Знал Юрий, что и Софьинька рада его обществу. Вот только какова была эта радость? Юная барышня, живущая в глуши, в уединении, видящая лишь старуху-няню и своих крестьян, начисто лишенная общества — могла ли она не радоваться гостю? К тому же гостю с репутацией героя, что так ценилось в мурановском семействе, и что уж конечно могло вдохновить романтическую душу юной художницы. Было ли в ее радости нечто большее? Этот вопрос Юрий гнал от себя, боясь его. Глядя в глаза Софьиньки, он видел в них нечто куда большее, и тогда сердце его охватывал давно позабытый трепет. Стоило оказаться в холодном, заброшенном доме Апраксиных, и все виденное казалось ему не более чем самообманом, мечтой усталого одиночества.

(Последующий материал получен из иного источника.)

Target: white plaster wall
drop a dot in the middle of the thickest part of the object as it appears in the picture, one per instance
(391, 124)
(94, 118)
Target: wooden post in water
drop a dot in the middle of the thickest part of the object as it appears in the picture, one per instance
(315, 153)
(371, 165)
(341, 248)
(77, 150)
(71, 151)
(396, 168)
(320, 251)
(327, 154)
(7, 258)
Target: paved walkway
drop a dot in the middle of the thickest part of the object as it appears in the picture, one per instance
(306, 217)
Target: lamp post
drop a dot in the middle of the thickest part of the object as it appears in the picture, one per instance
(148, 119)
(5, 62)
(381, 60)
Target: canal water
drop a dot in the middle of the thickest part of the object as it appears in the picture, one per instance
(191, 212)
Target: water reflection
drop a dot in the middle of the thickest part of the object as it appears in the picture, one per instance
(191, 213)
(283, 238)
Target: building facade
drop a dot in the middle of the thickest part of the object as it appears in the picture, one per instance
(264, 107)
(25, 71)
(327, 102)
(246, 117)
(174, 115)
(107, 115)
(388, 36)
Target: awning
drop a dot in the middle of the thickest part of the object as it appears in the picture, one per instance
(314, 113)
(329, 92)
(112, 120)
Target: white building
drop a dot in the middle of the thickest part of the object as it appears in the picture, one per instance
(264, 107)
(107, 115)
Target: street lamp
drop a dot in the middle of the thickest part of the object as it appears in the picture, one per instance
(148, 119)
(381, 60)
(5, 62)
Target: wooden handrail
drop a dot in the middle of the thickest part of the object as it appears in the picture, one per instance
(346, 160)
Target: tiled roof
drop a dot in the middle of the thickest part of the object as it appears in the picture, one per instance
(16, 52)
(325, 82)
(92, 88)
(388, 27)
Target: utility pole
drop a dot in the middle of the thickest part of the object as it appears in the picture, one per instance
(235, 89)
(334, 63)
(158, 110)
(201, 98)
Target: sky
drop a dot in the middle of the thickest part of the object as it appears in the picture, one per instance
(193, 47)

Зачем он нужен этой прекрасной девушке? Он годится ей в отцы, он дослужился до генерала, но так и не имеет за душой ничего, кроме жалования, ему негде жить, а, самое главное, он до сих пор связан с женщиной, одна мысль о которой отравляла сердце. Какое же право имеет он смущать эту чистую, как озеро, душу, невольно пробуждая в ней, быть может, чувство, у которого нет будущего? Свою жизнь он искалечил — это ясно. Но неужто он, генерал Стратонов, падет до того, чтобы искалечить еще и чужую? Нет, никогда…
Чем дороже становилась ему Софьинька, чем радостнее она улыбалась ему при встрече, тем крепче становилось решение уехать как можно скорее, разорвать все, пока и рваться-то почти нечему, кроме слишком откровенных взглядов и слишком сокровенных грез…
Но ведь можно же развестись? Пусть это тяжело, стыдно, пусть Государь крайне дурно относится к разводам, но его жена бросила его, сбежала за границу… Церковь в таком случае не может отказать… Ну, а что же дальше? Привести это неземное создание в Петербург? Поселить на казенной квартире, лишенную общества (и Боже упаси ее — от столичного общества)? И пусть живет, как сможет, на его жалование, пока он будет пропадать на службе, месяцами сражаться где-нибудь на окраинах Империи? Насколько-то хватит ее? Заскучает, заведет знакомства, станет выезжать в свет, искать для этого средства и… Нет! С него довольно было одного раза!
Конечно, можно было бы самому оставить службу и поселиться здесь, взять на себя груз хозяйственных забот, которые до срока свели в могилу сестру Софьиньки, а теперь угнетают ее саму. Но, зная себя, Стратонов понимал, что такая сельская идиллия не сможет удовлетворять его сколь-либо долго. Он был солдатом, и его место было в строю, на поле брани. И променять судьбу воина на судьбу скромного помещика он не мог и не желал ни за что! Да и Софьинька… Она видит теперь в нем героя Бородина и Лейпцига, Персидской и Турецкой войн. А превратись он в того самого помещика в куце сидящем сюртучке, с брюшком, в очках, склонившегося над конторскими книгами… Пожалуй, и сошел бы быстро романтический дурман.
Нет, все это лишь пустые грезы, которые опасно длить чересчур долго. Когда бы встреча эта случилась лет пятнадцать-двадцать назад…
— Так вы уезжаете? — снова прозвучал вопрос. Голос Софьиньки оставался ровным, и лишь тонкие пальцы лежавшей на поручне правой руки судорожно сжались.
— Уезжаю, Софья Алексеевна, — глухо отозвался Стратонов.
— Отчего же… так рано? Ведь отпуск ваш еще не истек, неправда ли? Впрочем, простите. Я, верно, глупость спросила. Ведь у вас, должно быть, много куда более важных дел, чем коротать вечера в нашем захолустье…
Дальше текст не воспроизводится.